Dois árbitros não podem apitar jogos da Argentina na reta final da Copa do Mundo

Michael Oliver e Anthony Taylor estão entre os favoritos para apitar a final, mas regras da Fifa e fatores geopolíticos podem impedir a escalação.

Publicado em 9 de julho de 2026 às 07:46

Árbitros ingleses podem ficar de fora da reta final do Mundial - 
Árbitros ingleses podem ficar de fora da reta final do Mundial -  Crédito: Divulgação/UEFA

Dois dos principais árbitros da Inglaterra, Michael Oliver e Anthony Taylor, podem ver o sonho de apitar a final da Copa do Mundo de 2026 ficar mais distante. Ambos estão entre os nomes mais cotados pela Fifa para comandar a decisão do torneio, mas a presença da Inglaterra ou da Argentina nas semifinais pode inviabilizar suas escalações.

A primeira restrição envolve a própria seleção inglesa. Caso a Inglaterra avance às semifinais ao eliminar a Noruega nas quartas de final, nenhum árbitro inglês poderá atuar em partidas da equipe. A Fifa adota como regra em competições internacionais que árbitros não apitem jogos envolvendo o próprio país.

Mesmo em caso de eliminação da Inglaterra, Michael Oliver e Anthony Taylor ainda enfrentariam outro obstáculo: a política adotada pela Fifa em relação à Argentina por causa da Guerra das Malvinas.

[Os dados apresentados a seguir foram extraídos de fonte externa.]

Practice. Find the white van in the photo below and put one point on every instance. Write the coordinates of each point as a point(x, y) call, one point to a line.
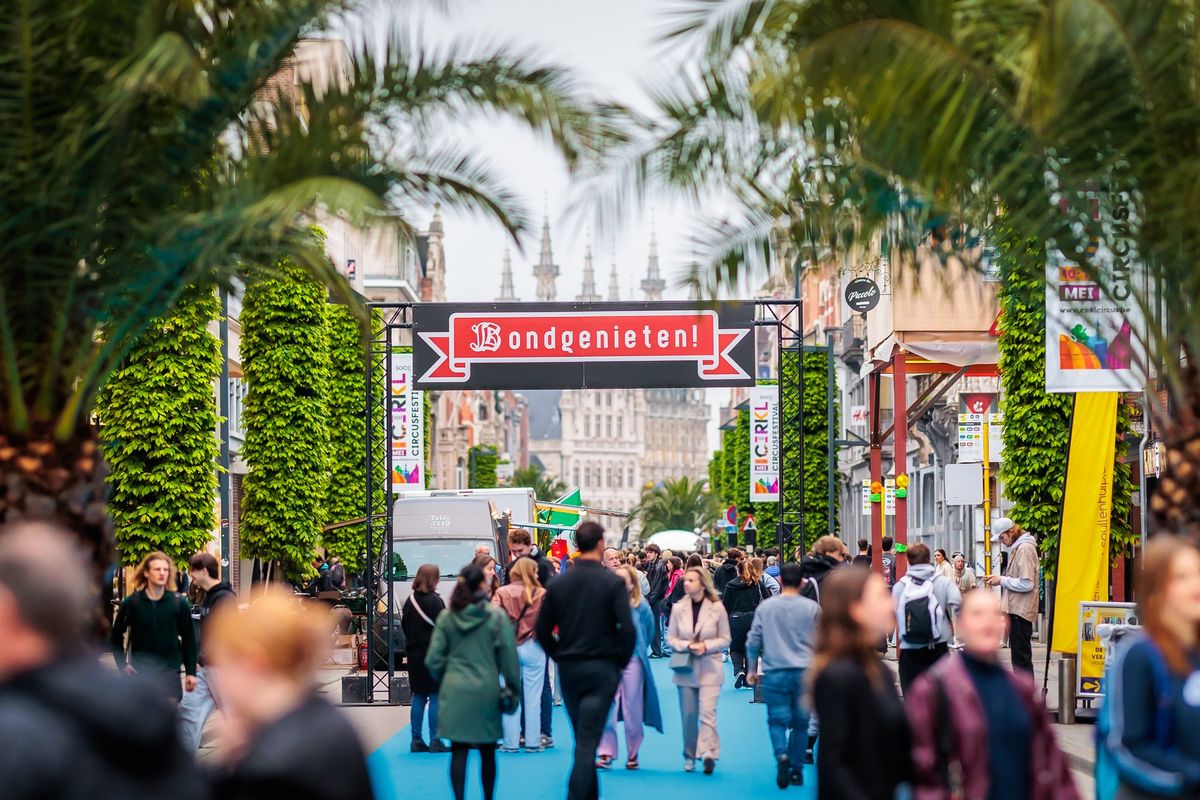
point(442, 529)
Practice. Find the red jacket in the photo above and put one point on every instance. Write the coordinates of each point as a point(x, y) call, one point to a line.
point(1048, 765)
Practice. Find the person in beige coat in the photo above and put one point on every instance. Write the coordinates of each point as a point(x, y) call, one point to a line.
point(701, 627)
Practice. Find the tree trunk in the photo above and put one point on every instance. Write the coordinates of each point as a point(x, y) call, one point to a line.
point(61, 482)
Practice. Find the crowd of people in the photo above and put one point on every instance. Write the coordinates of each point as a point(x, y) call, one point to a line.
point(486, 667)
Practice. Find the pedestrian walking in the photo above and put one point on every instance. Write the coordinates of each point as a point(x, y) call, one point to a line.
point(1152, 737)
point(637, 698)
point(925, 605)
point(521, 602)
point(657, 577)
point(825, 558)
point(418, 618)
point(198, 703)
point(979, 729)
point(963, 575)
point(783, 639)
point(727, 570)
point(73, 728)
point(942, 564)
point(864, 750)
point(699, 632)
point(864, 553)
point(159, 623)
point(264, 663)
point(741, 599)
point(588, 606)
point(888, 561)
point(1018, 589)
point(473, 648)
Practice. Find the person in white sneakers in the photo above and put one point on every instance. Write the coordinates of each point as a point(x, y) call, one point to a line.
point(925, 606)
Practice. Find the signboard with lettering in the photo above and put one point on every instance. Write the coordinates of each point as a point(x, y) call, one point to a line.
point(583, 346)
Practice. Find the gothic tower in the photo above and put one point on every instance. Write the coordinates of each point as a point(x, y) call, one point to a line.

O conflito entre Reino Unido e Argentina ocorreu em 1982, durou 74 dias e terminou com a vitória britânica. A guerra deixou 649 militares argentinos, 255 militares britânicos e três civis mortos, além de permanecer como um tema sensível entre os dois países. Até hoje, a Argentina mantém a reivindicação de soberania sobre as Ilhas Malvinas.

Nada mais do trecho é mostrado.